Study identifies protein that slows cartilage breakdown in joints

Osteoarthritis, a condition that causes pain and reduced mobility in joints such as the knees and fingers, is one of the most common joint disorders worldwide, particularly among aging populations. The disease is characterized by the gradual breakdown of cartilage, which normally cushions the bones within joints.

Despite its prevalence, current treatments for osteoarthritis mainly focus on alleviating pain rather than addressing the underlying cause of cartilage degeneration. Effective therapies that can halt or reverse cartilage damage remain limited.

A joint research team led by Dr. Chul-Ho Lee and Dr. Yong-Hoon Kim at the Laboratory Animal Resource Center of the Korea Research Institute of Bioscience and Biotechnology (KRIBB), in collaboration with Prof. JinHyun Kim at Chungnam National University Hospital, has identified a key protein, SHP (NR0B2), that plays a critical protective role in cartilage and may offer a new therapeutic strategy for osteoarthritis.

The researchers first analyzed cartilage tissues from osteoarthritis patients and animal models of the disease. They found that the levels of SHP protein decreased significantly as the disease progressed, suggesting that loss of this protective factor contributes to accelerated cartilage destruction.

Further experiments showed that mice lacking SHP experienced more severe pain and faster cartilage degradation compared to normal mice. In contrast, restoring SHP levels in the joints led to reduced cartilage damage and improved joint function.

Mechanistic studies revealed that SHP protects cartilage by suppressing the production of matrix-degrading enzymes, specifically MMP-3 and MMP-13, which are known to break down cartilage tissue. The researchers demonstrated for the first time that SHP inhibits these enzymes at the signaling level by regulating the IKKβ/NF-κB pathway, thereby preserving cartilage integrity.

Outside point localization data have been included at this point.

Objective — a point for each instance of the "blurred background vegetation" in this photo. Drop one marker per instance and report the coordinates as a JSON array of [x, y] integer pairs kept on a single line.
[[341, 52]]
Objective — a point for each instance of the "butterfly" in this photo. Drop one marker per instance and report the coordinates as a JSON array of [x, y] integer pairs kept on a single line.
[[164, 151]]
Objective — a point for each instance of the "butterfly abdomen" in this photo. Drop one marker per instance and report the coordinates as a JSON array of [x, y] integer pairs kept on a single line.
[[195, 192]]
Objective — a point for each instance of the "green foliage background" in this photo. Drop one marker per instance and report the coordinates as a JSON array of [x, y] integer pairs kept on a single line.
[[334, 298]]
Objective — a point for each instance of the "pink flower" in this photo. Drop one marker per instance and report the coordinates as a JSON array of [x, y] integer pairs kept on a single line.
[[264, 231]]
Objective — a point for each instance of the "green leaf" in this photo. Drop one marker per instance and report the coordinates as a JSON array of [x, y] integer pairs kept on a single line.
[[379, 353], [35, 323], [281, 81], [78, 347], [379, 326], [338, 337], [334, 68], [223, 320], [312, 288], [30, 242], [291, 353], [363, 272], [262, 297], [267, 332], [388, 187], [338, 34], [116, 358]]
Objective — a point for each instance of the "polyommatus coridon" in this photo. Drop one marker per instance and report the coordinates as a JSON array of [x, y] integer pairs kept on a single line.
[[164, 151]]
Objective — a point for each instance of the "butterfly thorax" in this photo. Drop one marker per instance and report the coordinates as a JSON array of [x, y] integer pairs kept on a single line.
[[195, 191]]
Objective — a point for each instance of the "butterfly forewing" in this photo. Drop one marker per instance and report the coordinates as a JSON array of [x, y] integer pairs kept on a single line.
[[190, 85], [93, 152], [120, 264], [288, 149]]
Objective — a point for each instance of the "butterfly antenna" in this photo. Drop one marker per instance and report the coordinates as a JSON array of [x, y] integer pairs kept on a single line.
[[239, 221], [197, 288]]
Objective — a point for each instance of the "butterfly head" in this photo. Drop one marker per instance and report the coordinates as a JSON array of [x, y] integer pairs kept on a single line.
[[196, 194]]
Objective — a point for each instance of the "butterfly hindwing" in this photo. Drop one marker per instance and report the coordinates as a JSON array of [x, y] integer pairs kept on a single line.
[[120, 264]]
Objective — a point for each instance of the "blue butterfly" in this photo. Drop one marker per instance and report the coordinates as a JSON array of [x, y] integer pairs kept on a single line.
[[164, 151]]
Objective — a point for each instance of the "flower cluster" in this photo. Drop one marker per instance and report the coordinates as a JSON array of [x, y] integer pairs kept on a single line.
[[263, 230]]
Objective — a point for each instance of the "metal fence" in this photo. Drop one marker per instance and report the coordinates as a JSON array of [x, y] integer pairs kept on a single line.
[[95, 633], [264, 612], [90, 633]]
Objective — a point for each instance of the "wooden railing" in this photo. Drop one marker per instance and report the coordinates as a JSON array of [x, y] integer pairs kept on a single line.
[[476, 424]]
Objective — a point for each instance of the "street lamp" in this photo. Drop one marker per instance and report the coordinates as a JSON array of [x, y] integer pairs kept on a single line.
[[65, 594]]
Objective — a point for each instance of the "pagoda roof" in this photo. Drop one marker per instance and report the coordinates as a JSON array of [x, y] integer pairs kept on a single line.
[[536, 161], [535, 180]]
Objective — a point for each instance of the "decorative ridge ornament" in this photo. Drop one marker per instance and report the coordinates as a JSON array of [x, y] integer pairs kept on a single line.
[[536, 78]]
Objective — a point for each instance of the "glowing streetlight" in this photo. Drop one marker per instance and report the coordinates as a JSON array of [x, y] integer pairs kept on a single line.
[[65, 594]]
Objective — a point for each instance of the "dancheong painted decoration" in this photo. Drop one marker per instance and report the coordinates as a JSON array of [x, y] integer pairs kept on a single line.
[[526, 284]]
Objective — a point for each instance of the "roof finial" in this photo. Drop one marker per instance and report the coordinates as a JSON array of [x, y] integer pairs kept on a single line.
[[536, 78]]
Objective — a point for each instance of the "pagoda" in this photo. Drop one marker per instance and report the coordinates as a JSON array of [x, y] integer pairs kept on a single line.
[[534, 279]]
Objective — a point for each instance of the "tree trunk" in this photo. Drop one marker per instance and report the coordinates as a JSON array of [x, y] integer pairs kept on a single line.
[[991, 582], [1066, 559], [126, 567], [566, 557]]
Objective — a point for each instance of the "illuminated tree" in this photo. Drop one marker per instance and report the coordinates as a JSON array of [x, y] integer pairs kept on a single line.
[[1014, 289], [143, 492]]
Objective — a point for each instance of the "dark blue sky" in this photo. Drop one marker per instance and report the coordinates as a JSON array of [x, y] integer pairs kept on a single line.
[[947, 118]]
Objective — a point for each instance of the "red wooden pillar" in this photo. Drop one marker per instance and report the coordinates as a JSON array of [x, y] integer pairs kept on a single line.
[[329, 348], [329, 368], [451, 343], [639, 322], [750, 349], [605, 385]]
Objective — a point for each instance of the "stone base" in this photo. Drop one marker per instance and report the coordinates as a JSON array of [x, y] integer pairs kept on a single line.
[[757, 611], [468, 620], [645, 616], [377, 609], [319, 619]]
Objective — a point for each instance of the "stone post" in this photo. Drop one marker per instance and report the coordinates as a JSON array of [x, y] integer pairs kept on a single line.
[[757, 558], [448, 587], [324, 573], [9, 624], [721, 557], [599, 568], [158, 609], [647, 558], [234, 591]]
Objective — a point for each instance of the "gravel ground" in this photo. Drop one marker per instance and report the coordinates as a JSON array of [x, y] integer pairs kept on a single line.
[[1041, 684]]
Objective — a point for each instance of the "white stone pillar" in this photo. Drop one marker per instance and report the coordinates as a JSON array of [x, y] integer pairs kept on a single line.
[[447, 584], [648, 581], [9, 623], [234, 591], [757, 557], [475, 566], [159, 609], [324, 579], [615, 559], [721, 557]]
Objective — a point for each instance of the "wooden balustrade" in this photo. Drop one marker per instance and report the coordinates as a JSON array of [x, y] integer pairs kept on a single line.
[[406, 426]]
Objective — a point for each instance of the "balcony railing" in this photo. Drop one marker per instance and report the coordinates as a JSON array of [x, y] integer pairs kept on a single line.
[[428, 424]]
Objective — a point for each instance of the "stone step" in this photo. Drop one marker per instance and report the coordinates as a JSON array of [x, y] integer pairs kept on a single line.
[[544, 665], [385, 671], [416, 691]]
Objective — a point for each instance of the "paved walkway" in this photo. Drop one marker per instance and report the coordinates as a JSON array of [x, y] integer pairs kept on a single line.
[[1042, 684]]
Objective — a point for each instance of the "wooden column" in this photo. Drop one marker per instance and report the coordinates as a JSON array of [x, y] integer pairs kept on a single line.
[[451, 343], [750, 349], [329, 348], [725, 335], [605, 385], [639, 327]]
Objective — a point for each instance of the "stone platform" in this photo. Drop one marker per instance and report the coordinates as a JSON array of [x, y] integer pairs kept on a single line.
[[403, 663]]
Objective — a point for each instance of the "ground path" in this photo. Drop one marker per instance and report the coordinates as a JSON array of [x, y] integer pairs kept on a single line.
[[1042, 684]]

Building on these findings, the team also explored the therapeutic potential of SHP using a gene delivery approach. By injecting a viral vector carrying the SHP gene into affected joints, they observed long-lasting effects from a single treatment. Even in animals with established osteoarthritis, this approach significantly reduced cartilage damage and alleviated pain.

This study is the first to demonstrate that the SHP protein plays a critical role in protecting cartilage during the development and progression of osteoarthritis. Therapeutic strategies targeting SHP may offer a new approach to slowing or preventing osteoarthritis progression."

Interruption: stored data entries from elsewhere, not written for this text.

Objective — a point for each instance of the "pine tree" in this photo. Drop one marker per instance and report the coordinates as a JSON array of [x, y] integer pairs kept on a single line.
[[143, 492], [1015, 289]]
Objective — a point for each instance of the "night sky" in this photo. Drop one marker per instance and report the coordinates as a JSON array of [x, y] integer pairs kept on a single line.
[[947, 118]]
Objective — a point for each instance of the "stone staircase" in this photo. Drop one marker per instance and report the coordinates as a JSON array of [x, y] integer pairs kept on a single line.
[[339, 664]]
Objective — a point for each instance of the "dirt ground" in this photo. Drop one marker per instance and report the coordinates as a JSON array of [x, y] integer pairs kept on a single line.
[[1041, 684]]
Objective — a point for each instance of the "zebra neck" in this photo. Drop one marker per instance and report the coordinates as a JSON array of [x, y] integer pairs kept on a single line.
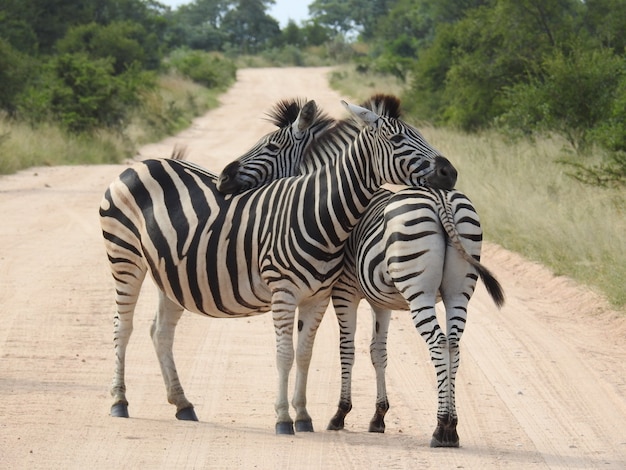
[[340, 192]]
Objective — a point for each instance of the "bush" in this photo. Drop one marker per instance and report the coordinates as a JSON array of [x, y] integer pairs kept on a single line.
[[573, 95], [125, 42], [14, 71], [209, 69], [83, 95]]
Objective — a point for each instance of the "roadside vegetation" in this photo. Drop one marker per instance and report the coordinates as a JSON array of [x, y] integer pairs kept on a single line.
[[526, 97], [528, 199]]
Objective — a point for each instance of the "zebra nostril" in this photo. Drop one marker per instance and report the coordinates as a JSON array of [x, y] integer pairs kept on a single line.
[[445, 174]]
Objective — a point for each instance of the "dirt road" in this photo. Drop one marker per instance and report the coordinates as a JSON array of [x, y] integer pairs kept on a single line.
[[542, 383]]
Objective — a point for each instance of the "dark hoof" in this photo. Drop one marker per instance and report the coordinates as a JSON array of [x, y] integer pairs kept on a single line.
[[304, 426], [284, 428], [336, 423], [377, 425], [437, 443], [187, 414], [119, 410], [445, 434]]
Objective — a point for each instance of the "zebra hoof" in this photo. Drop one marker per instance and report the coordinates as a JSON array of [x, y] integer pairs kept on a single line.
[[187, 414], [284, 428], [445, 434], [337, 423], [304, 426], [119, 410], [377, 426], [437, 443]]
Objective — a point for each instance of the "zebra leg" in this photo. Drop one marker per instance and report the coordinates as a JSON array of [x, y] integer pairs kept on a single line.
[[445, 434], [283, 315], [128, 281], [346, 313], [425, 320], [309, 318], [162, 333], [378, 353]]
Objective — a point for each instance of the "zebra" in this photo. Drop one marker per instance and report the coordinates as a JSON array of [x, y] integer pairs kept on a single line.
[[398, 258], [231, 256]]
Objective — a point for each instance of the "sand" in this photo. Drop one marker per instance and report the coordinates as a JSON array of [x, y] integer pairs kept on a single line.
[[542, 383]]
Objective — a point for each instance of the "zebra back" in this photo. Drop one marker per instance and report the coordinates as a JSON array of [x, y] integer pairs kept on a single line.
[[448, 223]]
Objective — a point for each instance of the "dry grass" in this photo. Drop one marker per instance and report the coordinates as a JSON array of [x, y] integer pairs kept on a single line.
[[165, 111], [528, 204], [526, 200]]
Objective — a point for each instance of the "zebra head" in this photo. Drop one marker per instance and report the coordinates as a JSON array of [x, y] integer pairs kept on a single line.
[[414, 161], [278, 153]]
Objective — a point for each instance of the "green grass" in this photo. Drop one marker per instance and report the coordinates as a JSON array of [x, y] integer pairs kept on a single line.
[[165, 111], [526, 201]]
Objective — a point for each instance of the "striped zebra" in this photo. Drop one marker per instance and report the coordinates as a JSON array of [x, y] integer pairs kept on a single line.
[[408, 247], [235, 256]]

Dr. Chul-Ho Lee, study's lead investigator

Korea Research Institute of Bioscience and Biotechnology (KRIBB) is a leading national research institute in South Korea dedicated to cutting-edge research in biotechnology and life sciences. Established in 1985, KRIBB focuses on advancing scientific knowledge in areas such as molecular biology, genomics, bioinformatics, synthetic biology, and aging-related studies. As a government-funded institute, KRIBB plays a pivotal role in driving innovation, supporting national R&D strategies, and collaborating with academic and industrial partners both domestically and internationally.

The study was published online on February 21 in Nature Communications (Impact Factor: 15.7), a leading international journal in multidisciplinary science.

The article is titled "Small heterodimer partner protects against osteoarthritis by inhibiting IKKβ/NF-κB-mediated matrix-degrading enzymes in chondrocytes."

The corresponding authors are Dr. Chul-Ho Lee and Dr. Yong-Hoon Kim (KRIBB) and Prof. JinHyun Kim (Chungnam National University Hospital), and the first author is Dr. Eun-Jung Kang (KRIBB).

This research was supported by the Mid-career Researcher Program of the Ministry of Science and ICT and by the Major Research Programs of the Korea Research Institute of Bioscience and Biotechnology (KRIBB).